Although the manifestations of neurofibromatosis Type 2 (NF2) vary, the hallmark is bilateral vestibular schwannomas (VSs). The authors studied the clinical course and genetic basis of unilateral VSs associated with other NF2-related tumors.
Forty-four adults presenting with unilateral VSs and other NF2-related tumors were identified. A comprehensive review of patient records and cranial imaging was conducted. Molecular analysis of the NF2 locus was performed in available tumors and paired blood specimens. Patient age at symptomatic onset ranged from 11 to 63 years (mean 32 years). Twenty-two patients (50%) presented with eighth cranial nerve dysfunction. Twenty-six presented with multiple lesions. Thirty-eight harbored other intracranial tumors and 27 had spinal tumors, with most lesions situated ipsilateral to the VS. No patient had a relative with NF2, although two of 63 offspring had isolated NF2-related findings.

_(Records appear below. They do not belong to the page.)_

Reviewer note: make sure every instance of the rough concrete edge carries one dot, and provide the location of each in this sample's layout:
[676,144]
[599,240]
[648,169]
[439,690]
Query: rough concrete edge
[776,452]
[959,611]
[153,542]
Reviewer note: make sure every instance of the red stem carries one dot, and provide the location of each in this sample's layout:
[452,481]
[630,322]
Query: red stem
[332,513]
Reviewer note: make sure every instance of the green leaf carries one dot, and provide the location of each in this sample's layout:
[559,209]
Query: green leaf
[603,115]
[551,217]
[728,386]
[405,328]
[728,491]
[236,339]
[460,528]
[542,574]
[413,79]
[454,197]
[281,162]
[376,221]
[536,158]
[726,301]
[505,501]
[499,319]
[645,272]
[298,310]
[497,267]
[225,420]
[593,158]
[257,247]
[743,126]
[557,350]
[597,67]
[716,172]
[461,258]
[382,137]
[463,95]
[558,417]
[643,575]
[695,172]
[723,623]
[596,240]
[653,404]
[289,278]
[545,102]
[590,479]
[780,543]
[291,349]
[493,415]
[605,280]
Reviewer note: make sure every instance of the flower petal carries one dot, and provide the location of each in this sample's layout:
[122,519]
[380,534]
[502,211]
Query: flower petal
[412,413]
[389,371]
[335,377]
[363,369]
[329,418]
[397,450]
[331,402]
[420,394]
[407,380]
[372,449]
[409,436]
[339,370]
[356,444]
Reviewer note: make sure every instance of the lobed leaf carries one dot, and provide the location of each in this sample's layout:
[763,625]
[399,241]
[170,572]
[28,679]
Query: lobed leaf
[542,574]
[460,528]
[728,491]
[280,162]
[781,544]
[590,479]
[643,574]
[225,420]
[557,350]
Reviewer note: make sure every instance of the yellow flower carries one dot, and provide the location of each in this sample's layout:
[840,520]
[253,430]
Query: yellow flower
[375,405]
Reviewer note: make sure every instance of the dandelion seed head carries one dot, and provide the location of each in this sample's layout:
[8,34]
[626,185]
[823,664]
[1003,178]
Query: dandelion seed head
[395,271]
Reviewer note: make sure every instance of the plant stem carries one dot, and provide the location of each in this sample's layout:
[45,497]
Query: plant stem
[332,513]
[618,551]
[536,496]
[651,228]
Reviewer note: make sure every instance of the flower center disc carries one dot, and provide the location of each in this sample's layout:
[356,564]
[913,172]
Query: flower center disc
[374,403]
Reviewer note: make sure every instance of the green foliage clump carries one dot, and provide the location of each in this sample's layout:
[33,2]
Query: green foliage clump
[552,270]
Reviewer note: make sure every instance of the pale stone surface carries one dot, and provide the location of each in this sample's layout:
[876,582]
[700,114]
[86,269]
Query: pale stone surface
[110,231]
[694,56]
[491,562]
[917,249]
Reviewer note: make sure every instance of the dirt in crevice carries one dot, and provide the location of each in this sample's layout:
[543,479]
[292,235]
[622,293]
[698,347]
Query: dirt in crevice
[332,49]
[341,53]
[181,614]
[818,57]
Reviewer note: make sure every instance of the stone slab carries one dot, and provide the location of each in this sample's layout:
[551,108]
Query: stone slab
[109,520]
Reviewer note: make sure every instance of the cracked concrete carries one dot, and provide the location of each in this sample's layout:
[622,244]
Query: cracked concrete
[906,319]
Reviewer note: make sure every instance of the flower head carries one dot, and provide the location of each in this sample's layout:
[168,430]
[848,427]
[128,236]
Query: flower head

A contralateral VS developed in four patients 3 to 46 years after the symptomatic onset of a unilateral VS, and two of these patients experienced rapid progression to total deafness. Results of a Kaplan–Meier analysis identified actuarial chances of developing contralateral VS: 2.9% (3–17 years after the VS symptomatic onset of unilateral VS), 11% (18–24 years), and 28.8% (25–40 years). Mosaicism for the NF2 gene mutation was proven in eight patients.
The authors describe the clinical features of this unique phenotype—unilateral VS with other NF2-related tumors. Persons with this phenotype should undergo evaluation and monitoring similar to that conducted in patients with NF2, and the possibility of aggressive contralateral VS formation should be considered in their treatment. Molecular genetic analysis is best performed using resected tumor specimens and will enable future studies to determine the genetic risks of individuals with mosaicism.